The housing market across many parts of the U.S. continues to improve as RealtyTrac reports this morning that foreclosure rates continued to fall last month.

The firm which specializes in tracking the numbers of availability of economically distressed property reported that 131,232 houses were in some part of the foreclosure process last month, a 2% drop from August and a 27% drop from one year previously.

This means September marked the 36th straight month that the rates of foreclosure in the U.S. nationally have declined.

“The September and third quarter foreclosure numbers show a housing market that is haltingly returning to health,” said Daren Blomquist, vice president at RealtyTrac.

(At left, as the report noted, an overall downward national trend still left lenders in some markets holding the keys. Click on image to see expanded version.)
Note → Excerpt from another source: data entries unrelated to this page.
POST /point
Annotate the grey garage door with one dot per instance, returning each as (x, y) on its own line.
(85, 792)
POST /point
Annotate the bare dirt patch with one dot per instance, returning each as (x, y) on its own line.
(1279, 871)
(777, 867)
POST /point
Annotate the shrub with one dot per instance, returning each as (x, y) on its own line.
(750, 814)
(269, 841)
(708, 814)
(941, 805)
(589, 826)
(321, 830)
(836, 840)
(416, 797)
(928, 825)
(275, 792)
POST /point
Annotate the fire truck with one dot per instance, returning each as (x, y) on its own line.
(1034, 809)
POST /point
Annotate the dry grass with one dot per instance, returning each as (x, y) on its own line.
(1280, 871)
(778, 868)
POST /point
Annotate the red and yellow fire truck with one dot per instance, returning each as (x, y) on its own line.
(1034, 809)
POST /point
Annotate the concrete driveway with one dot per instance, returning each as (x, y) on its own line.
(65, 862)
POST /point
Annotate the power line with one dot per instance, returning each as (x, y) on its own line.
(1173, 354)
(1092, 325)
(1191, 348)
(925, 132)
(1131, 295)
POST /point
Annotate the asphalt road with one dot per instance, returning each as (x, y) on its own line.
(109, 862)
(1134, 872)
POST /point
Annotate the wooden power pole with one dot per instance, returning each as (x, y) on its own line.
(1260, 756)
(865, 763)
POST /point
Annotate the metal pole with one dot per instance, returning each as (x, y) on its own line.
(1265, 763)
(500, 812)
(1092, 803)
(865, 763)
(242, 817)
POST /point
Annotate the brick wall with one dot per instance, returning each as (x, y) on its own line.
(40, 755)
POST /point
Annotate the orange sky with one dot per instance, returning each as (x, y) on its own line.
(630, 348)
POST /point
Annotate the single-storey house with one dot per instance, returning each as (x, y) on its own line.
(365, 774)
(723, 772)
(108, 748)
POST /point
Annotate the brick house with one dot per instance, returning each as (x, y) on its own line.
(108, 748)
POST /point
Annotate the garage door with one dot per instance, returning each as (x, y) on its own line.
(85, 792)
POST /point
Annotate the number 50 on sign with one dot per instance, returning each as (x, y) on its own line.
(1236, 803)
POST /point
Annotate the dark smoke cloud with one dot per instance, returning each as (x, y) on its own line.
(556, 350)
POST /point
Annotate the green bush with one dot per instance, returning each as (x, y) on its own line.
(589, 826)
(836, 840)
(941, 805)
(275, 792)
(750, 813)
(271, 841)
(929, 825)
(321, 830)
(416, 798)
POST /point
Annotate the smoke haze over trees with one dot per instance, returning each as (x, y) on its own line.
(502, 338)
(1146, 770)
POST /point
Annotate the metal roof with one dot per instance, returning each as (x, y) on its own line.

“In a healthy housing market foreclosures are rare,” Blomquist said, “but streamlined while still protecting the rights of the homeowner. While foreclosures are clearly becoming fewer and farther between in most markets, the increasing time it takes to foreclose is holding back a more robust and sustainable recovery.”

But Blomquist also pointed to the reality that while there has been a decline nationwide, some specific markets have still reflected the trend.

“The sharp jumps in foreclosure activity in some local markets may come as a surprise to some,” Blomquist added. “These spikes in activity demonstrate that while millions of distressed homeowners have been pulled back from the precipice by foreclosure prevention programs over the past several years, once those programs expire or are exhausted, a percentage of these troubled homeowners are still susceptible to falling into foreclosure. In addition even slight economic downturns at the local or regional level can push these homeowners hanging on by a thread over the edge.”

For example, while September foreclosure activity decreased from a year ago in 144 of the 209 metro areas tracked in the report (69%), it increased from a year ago in 64 metro areas, including Baltimore (up 381%), Las Vegas (up 109%), Raleigh, N.C. (up 97%), Hartford, Conn., (up 74%), Washington D.C., (up 52%), Philadelphia (up 32%), and New York (up 25%).